Teegee’s statements should not have been shocking at all. In fact, they were entirely accurate in the sense that they reflect reality: the laws and policies of this province have been crafted through co-governance for several years already.
But that does not make it any less absurd.
“Non-Indigenous” British Columbians, as we are now labeled, do not have the right to vote for Terry Teegee or any other member of Indigenous political lobbying organizations. Not even all Indigenous British Columbians have that right either, as Teegee is elected by other First Nations Chiefs —
meaning about 200 people.
Allowing co-governance with Indigenous political executives such as the FNLC therefore appears to be an illegitimate delegation and concentration of power even with regards to the representation of First Nations people in BC. This model of co-governance materially disenfranchises virtually every person in the province.
I, for one, cannot recall when my right to hold those in power to account through elections was forfeit. There exists no cause or reasoning that can justify the erosion of the most basic mechanism underpinning democratic governance – not reconciliation, not treaty rights, not rights granted through legislation, and certainly not threats of collective resistance and lawsuits, blockades of critical infrastructure, or non-cooperation with nation building projects.
It is absurd to believe that British Columbians can or should be cajoled, shamed, or threatened into accepting further disenfranchisement.
Democratic governance is not a natural state for society. The maintenance of true democracy requires an adversarial and tenacious press, an independent and impartial judiciary that exercises restraint, a broad and reasonably well educated middle class, plus one more crucial thing: that regular nobodies be willing to step into the arena and hold politicians to account when they fail to uphold their duties.
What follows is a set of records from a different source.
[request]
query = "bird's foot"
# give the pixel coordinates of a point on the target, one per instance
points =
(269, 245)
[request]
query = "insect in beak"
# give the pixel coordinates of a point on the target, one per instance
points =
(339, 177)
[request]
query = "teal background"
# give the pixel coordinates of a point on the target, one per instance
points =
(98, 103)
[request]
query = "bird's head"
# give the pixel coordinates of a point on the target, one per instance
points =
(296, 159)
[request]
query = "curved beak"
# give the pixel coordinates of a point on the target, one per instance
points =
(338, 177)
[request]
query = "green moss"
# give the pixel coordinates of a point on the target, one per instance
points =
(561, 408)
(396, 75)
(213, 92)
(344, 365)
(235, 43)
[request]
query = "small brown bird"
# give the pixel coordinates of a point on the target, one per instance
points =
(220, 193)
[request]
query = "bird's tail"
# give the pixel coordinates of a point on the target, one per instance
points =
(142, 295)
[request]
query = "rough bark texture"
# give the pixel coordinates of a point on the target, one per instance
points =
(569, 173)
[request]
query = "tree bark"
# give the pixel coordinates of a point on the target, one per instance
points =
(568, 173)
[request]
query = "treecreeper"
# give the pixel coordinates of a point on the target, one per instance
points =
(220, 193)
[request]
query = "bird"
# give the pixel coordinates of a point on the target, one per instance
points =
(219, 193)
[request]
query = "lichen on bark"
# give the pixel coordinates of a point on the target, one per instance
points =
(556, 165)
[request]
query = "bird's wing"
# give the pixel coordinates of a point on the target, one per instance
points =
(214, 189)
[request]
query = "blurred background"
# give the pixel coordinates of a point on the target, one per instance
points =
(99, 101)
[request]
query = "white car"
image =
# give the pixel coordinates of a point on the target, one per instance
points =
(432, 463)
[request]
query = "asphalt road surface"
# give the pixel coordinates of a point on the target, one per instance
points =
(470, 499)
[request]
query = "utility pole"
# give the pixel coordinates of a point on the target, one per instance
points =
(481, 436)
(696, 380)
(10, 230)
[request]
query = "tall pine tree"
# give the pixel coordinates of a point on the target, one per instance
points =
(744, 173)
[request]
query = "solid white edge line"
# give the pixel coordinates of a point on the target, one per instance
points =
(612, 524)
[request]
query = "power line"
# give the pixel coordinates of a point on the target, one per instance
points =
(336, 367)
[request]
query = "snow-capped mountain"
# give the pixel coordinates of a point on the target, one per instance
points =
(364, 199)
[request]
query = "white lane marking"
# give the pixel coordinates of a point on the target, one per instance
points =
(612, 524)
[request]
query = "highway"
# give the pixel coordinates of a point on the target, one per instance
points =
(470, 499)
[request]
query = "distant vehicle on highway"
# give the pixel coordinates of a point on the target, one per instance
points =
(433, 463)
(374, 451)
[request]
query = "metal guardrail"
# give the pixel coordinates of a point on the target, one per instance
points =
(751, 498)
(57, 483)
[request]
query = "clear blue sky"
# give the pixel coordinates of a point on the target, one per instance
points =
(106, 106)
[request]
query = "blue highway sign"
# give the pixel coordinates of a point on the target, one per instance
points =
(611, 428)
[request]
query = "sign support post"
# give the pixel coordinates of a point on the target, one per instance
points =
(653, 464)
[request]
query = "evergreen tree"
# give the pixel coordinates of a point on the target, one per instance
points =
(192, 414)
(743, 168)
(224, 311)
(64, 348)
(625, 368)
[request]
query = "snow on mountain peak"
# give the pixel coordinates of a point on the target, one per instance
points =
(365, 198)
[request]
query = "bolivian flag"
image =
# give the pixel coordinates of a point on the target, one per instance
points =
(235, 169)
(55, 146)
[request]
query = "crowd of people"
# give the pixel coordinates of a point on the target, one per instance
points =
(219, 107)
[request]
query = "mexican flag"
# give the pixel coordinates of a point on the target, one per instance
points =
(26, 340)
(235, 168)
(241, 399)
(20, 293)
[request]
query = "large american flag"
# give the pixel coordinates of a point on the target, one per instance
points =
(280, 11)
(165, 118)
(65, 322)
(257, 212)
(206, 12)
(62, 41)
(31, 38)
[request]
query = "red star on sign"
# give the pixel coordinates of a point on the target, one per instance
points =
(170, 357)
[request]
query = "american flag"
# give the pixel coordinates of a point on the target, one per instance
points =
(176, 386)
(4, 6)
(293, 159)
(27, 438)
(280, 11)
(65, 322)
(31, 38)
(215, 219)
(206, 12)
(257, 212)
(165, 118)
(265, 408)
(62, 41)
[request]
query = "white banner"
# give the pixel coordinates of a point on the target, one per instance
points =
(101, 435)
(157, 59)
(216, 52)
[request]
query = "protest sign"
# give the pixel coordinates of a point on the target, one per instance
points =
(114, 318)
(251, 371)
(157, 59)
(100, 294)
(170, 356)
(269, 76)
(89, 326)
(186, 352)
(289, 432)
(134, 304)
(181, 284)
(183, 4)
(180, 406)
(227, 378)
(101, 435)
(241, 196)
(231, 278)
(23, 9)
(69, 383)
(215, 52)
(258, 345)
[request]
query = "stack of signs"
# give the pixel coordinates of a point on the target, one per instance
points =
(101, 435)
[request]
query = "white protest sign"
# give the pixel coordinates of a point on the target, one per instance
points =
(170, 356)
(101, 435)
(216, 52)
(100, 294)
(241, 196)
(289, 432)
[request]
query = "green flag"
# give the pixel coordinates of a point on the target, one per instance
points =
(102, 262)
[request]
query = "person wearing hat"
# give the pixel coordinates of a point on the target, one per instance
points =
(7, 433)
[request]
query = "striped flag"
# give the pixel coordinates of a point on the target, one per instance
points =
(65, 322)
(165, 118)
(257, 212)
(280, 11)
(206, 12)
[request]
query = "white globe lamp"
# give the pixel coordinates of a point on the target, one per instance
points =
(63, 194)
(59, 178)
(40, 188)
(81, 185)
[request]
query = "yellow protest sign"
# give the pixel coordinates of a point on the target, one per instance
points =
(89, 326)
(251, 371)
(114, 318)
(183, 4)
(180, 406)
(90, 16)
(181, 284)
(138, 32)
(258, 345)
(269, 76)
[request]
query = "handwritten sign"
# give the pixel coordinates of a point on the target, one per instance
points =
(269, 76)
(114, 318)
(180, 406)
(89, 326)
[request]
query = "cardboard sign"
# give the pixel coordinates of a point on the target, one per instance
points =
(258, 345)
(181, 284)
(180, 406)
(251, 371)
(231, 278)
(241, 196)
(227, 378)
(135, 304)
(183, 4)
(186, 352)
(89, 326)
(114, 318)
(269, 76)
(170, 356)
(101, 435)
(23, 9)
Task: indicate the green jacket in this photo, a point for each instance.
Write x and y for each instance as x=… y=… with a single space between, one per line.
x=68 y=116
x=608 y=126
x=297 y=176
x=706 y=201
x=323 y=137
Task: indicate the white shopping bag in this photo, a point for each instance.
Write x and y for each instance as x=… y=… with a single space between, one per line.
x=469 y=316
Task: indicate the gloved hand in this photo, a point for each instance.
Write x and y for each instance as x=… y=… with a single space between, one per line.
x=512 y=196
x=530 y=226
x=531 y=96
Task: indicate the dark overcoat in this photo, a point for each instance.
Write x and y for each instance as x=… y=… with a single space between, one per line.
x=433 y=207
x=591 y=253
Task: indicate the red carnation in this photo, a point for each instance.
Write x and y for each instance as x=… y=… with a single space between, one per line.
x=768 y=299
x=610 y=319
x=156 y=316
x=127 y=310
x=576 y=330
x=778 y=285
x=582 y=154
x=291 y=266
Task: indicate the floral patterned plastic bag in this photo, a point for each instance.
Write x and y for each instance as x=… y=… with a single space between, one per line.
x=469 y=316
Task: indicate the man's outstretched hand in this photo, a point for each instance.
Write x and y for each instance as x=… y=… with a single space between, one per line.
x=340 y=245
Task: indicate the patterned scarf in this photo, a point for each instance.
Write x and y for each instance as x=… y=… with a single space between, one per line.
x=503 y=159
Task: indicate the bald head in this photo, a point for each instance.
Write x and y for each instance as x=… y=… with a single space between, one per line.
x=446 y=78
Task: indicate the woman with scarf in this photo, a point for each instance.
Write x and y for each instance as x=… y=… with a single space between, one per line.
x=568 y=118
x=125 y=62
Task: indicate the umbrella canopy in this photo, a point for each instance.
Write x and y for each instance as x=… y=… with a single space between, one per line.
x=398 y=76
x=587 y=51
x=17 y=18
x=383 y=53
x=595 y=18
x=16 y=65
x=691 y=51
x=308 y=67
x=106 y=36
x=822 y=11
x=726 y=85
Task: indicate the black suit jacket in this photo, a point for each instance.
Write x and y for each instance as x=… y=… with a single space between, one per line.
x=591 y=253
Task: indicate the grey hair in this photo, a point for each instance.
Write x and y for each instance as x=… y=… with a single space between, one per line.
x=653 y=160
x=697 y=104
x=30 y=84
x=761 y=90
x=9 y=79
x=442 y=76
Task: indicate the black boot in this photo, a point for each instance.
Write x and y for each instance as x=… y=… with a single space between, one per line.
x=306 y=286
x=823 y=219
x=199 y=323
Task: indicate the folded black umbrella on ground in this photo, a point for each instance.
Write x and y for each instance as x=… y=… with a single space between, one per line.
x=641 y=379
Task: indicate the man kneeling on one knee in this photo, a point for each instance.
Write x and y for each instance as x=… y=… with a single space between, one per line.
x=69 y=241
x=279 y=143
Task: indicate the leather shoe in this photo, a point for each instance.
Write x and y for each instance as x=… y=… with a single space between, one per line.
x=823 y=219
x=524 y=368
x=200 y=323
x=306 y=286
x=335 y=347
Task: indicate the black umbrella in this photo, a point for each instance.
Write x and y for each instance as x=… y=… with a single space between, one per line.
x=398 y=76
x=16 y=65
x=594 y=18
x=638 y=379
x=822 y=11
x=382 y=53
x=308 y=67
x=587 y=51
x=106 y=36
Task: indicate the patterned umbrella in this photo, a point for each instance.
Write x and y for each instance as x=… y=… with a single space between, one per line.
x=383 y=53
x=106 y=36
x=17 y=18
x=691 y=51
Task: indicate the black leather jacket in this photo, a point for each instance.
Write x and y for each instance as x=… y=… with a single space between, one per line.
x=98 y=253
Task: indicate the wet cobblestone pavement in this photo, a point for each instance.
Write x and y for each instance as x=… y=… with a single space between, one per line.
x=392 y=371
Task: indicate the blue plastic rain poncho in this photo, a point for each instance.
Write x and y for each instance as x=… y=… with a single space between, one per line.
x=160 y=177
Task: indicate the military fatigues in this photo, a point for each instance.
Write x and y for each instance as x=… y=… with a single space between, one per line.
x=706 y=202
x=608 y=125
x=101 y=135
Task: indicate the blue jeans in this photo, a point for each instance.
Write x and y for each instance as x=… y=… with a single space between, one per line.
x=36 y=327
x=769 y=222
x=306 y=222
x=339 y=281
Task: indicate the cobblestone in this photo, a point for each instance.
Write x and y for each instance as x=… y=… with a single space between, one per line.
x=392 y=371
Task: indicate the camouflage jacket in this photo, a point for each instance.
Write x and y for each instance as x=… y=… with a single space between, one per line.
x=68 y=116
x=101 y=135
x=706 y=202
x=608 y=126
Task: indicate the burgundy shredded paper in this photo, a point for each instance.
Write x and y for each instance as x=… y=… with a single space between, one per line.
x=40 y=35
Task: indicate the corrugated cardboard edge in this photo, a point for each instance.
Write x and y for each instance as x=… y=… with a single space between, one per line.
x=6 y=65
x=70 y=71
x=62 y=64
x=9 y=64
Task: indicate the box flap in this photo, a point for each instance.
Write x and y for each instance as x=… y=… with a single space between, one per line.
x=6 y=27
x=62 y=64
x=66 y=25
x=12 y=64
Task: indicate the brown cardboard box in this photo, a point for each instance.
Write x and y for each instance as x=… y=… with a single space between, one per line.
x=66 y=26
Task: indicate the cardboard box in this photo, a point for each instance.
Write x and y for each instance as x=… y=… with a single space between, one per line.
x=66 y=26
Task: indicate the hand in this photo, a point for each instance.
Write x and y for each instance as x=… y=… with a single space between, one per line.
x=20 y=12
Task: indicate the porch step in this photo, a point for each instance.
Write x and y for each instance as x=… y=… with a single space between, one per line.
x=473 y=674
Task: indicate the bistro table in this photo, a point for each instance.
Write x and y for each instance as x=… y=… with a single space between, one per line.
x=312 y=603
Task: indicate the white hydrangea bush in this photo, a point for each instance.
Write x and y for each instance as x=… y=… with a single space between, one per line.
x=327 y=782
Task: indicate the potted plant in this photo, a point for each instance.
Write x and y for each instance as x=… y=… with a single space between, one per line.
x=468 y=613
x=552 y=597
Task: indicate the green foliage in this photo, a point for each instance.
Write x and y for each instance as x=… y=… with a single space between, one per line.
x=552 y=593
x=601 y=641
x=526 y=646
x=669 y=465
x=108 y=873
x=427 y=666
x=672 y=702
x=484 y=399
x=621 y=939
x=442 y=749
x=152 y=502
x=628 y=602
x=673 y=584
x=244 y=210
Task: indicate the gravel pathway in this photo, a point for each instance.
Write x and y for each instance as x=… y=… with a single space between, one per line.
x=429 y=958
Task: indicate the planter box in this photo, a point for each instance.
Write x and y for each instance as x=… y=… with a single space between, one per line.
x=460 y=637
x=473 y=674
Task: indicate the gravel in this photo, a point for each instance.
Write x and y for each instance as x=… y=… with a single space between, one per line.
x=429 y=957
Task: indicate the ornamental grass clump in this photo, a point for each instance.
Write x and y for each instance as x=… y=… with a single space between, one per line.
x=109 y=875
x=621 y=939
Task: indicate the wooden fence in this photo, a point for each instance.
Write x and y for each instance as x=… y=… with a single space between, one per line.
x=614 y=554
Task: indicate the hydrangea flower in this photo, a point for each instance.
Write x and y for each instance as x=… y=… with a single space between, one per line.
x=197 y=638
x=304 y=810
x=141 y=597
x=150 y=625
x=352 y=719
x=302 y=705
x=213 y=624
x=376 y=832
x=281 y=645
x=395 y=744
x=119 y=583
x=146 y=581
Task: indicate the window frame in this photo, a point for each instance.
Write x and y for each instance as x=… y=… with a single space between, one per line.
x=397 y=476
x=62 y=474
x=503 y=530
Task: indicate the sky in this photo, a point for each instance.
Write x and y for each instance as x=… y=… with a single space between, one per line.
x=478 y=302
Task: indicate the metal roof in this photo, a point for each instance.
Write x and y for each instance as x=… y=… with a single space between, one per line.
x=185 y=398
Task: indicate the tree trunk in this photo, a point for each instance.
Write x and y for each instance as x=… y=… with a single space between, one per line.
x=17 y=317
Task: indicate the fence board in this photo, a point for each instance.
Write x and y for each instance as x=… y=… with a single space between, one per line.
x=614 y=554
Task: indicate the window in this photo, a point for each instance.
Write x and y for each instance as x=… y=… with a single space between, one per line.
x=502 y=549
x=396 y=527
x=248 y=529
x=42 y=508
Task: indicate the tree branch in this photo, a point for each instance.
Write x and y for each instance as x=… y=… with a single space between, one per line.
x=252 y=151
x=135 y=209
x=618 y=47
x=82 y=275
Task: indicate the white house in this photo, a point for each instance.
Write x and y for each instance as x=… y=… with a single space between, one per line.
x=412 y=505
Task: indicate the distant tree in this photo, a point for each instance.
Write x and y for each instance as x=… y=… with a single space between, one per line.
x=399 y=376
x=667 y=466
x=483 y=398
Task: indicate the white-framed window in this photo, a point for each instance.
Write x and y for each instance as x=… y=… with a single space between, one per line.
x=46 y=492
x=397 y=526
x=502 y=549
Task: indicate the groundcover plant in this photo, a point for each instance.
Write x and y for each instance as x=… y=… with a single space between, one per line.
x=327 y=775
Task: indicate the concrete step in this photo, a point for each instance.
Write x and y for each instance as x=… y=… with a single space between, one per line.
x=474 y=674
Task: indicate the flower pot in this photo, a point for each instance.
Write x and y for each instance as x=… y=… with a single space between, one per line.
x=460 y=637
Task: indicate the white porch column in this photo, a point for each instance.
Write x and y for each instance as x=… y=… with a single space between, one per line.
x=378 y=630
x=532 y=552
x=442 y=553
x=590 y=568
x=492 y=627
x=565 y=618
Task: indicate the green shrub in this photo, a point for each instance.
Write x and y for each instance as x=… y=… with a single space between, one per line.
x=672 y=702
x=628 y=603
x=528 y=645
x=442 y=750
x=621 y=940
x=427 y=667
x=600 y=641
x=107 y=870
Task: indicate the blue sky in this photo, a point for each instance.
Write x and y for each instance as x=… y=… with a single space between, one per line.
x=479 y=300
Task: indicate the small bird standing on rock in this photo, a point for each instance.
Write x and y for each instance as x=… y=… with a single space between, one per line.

Elected representatives in our legislature hold the exclusive responsibility to write laws, collect and allocate revenues, and scrutinize the legislative work of their colleagues before it becomes provincial law.
No politician, whether it be David Eby or Damien Kurek, should be allowed to disregard or delegate the mandate entrusted to them by voters. And if they do, democracy requires that nobodies step into the arena to remind the decision makers who they work for.
Laurisa Dohm is a BC-based consultant and policy advisor. She holds an M.Sc from Gothenburg University.